As the note fluttered to the car floor, Addy managed to steer the Scion to the curb, where, hands shaking, she put it in Park. She pitched forward, until her forehead rested against the steering wheel. A sickly, clammy feeling prickled across her skin, and she gripped the wheel as if it were the last thing anchoring her to the sane world. Not that. She couldn’t have seen that.
“Addy?”
“Just a minute.” Taking a deep, shuddering breath, she slowly raised her head and picked the note up off the floor. Instead of the childish penciled scrawls or cut-out magazine letters affixed to a page of loose-leaf that she’d received in the past, what she held was a computer printout of a photo. The image was slightly pixilated, so maybe she had been mistaken….
But then it snapped into focus. A low, soft, keening sound filled the car, and it took a moment to realize she was making it.
“Addy?” Liz snapped, the urgency in her voice carrying through the phone.
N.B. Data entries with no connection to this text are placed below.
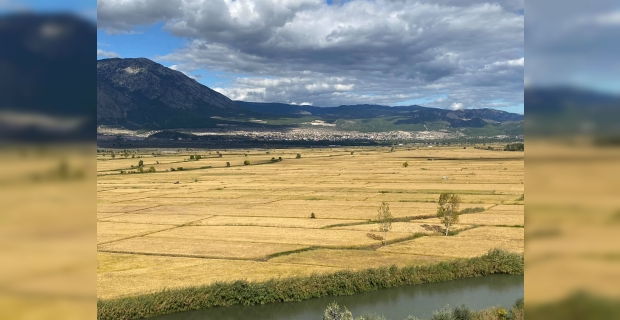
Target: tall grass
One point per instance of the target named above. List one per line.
(302, 288)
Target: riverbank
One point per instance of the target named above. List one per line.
(302, 288)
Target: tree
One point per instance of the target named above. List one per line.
(448, 209)
(385, 220)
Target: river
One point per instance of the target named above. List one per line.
(394, 303)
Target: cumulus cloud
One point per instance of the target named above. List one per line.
(456, 106)
(107, 54)
(360, 51)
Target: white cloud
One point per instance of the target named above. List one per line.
(456, 106)
(361, 51)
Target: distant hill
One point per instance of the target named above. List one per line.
(139, 93)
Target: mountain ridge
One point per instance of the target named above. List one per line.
(138, 93)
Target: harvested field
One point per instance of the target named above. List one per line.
(209, 222)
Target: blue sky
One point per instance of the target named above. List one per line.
(282, 62)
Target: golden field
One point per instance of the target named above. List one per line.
(254, 222)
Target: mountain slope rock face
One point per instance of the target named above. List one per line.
(143, 93)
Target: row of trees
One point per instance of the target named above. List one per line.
(447, 212)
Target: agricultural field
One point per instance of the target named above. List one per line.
(211, 221)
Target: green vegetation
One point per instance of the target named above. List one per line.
(448, 209)
(514, 147)
(384, 218)
(306, 287)
(332, 312)
(472, 210)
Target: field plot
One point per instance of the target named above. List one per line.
(212, 222)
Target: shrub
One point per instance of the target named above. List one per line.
(304, 287)
(333, 313)
(443, 314)
(462, 313)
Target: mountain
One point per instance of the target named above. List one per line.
(139, 93)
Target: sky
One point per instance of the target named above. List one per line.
(446, 53)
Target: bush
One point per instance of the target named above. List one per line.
(443, 314)
(333, 313)
(340, 283)
(462, 313)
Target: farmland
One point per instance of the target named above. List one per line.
(212, 222)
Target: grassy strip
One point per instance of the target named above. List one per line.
(301, 288)
(362, 247)
(400, 219)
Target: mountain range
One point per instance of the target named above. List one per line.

“Oh, God.” Scrabbling for the driver’s-side armrest, Addy punched the button to activate her automatic door locks. She twisted around to look back down her street, her pulse kicking into overdrive.
Deserted.
But who was hiding out there? Who had left this?
Who would do this to her?
Suddenly furious, she let the note fall as she smacked her hand against the window. A stinging, fiery pain shot across her palm. She curled her arm against her chest and sank back in her seat.
“Addy, for heaven’s sake, tell me what the note said!”
She doubled over, trying to regain control and finding that for the first time in four years, she just couldn’t. “Liz, it’s awful,” she gasped, trying desperately not to cry, not to lose it completely until she’d told her friend what she’d seen. “I can’t breathe.”
“I’m coming over.”
“No. I can’t go back there.” Focus. She had to focus. “God, Liz, I’m afraid to go back to my own home.” Pressing her palms against the steering wheel, she narrowed her focus to the space between her thumbs, inhaling through her nose, exhaling through her mouth. In. Out. In. Out. “It’s different this time,” she said, her voice regaining some of its former calm.
“It’s James.” Inhale. Detach, just like her first yoga master had taught her. Detach. What shows up must be accepted without upset. “It’s a picture of James. Someone took a picture of his body the day he…” Exhale. Accept. She glanced at the slip of paper and the tremors in her body worsened. “Liz, I think this was taken right when he died.”